CFP: Écritures de la destruction en Pologne

Appel à contribution

Ecritures de la destruction dans le monde judéo-polonais de la fin de la Seconde guerre mondiale à la fin des années soixante :

productions, trajectoires, réseaux

Organisé autour du programme ANR centré sur l’étude multidisciplinaire de la collection de livres en yiddish « Dos Poylishe Yidntum », publiée par Mark Turkow à Buenos Aires entre 1946 et 1966, ce colloque voudrait réunir un ensemble de travaux consacrés aux écritures et aux écrits de la destruction dès la fin de la guerre en Europe, dans les diasporas juives et en Israël, par les survivants d’un monde juif polonais essentiellement yiddishophone.

Par écritures de la destruction, on entend ici à la fois des écritures sur la « Catastrophe » (khurbn), produites dans le temps même des événements ou par la suite (collectes de témoignages, écrits du souvenir), et des écritures sur « l’avant », faisant exister un espace géographique et des formes de vie sociale désormais disparus, que leur publication et leur diffusion dans les années d’après-guerre chargent d’un sens particulier, en écho avec la Catastrophe récente.

Leurs auteurs ont été formés dans le monde judéo-polonais – qui s’étend, du nord au sud, de la mer baltique à la Galicie et, d’est en ouest, des rives du Dniepr à la Posnanie – passé depuis le début du siècle de la culture communautaire et religieuse du shtetl à une culture sécularisée alors que le yiddish, langue populaire, se muait dans le même temps en un outil social, politique et intellectuel de communication avec les masses, d’affirmation identitaire et de création littéraire. Dans les centres du judaïsme polonais (Varsovie, Cracovie, Vilnius, Lvov) devenus centres de la vie intellectuelle, ont émergé des institutions, des groupes, des personnalités qui ont incarné une culture juive polonaise à dominante yiddishophone mais intrinsèquement multilingue.

L’objet de ce colloque est de questionner la manière dont les auteurs issus de ce monde et ayant survécu à la Catastrophe écrivent la destruction, réinvestissant des modes de figurer et de raconter propres à cet avant détruit (en yiddish surtout, mais aussi dans d’autres langues), dans la grande diversité d’écrits qui furent alors produits ou publiés (poèmes, romans, récits, journaux, mémoires, Yisker bikher, livres d’histoire, reportages, théâtre). On tentera donc de prendre en compte cette diversité, non seulement pour y voir une indétermination générique qui serait propre à ce monde mais surtout pour constituer ces gestes d’écriture, de collecte, de publication comme autant d’événements faisant partie de l’histoire du khurbn.

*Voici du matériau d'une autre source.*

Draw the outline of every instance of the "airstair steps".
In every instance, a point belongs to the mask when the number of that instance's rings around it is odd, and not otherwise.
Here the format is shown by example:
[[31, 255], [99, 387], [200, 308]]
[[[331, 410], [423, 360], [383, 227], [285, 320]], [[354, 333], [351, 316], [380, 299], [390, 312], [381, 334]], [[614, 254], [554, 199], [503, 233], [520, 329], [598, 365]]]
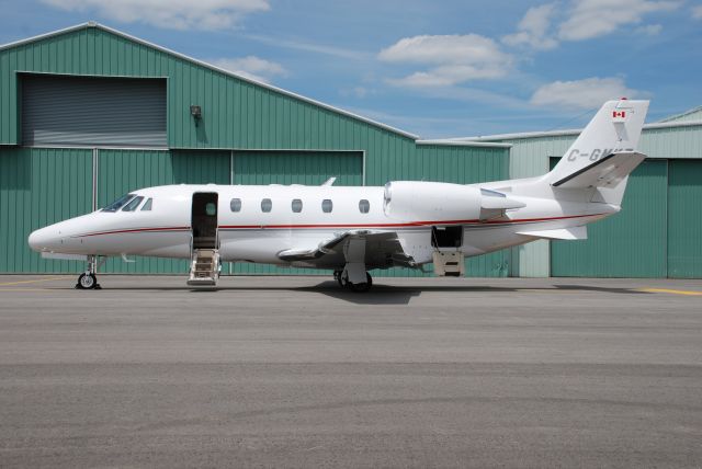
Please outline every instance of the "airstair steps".
[[188, 285], [217, 285], [219, 270], [219, 252], [216, 249], [195, 249], [190, 264]]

Il s’agira de s’interroger à la fois sur une judéité polonaise qui s’efforce de continuer à exister hors de son ancrage d’origine – par les réseaux de publication et de diffusion, mais aussi par le maintien de codes d’écriture qui soudent auteurs et lecteurs en une même communauté imaginée – et sur la manière dont ces écrits, questionnant nos frontières génériques, aident à penser autrement la notion, apparue après-coup, de témoignage. Comment ces entreprises (commissions, maisons d’édition, revues), ces institutions (sociétés d’originaires, associations philanthropiques juives), ces acteurs (écrivains, journalistes, artistes) se sont-ils inscrits dans les conjonctures fortement politisées – mais différemment selon les lieux, entre l’Europe du rideau de fer et les centres de la diaspora juive – de l’après-guerre ? Que signifient à la fois la non prise en compte de ces écrits et de leur histoire et leur redécouverte récente, dans l’historiographie de la Shoah ? De quelle manière ces premiers écrits de la Catastrophe nous conduisent-ils à repenser l’histoire des écritures de la Shoah ?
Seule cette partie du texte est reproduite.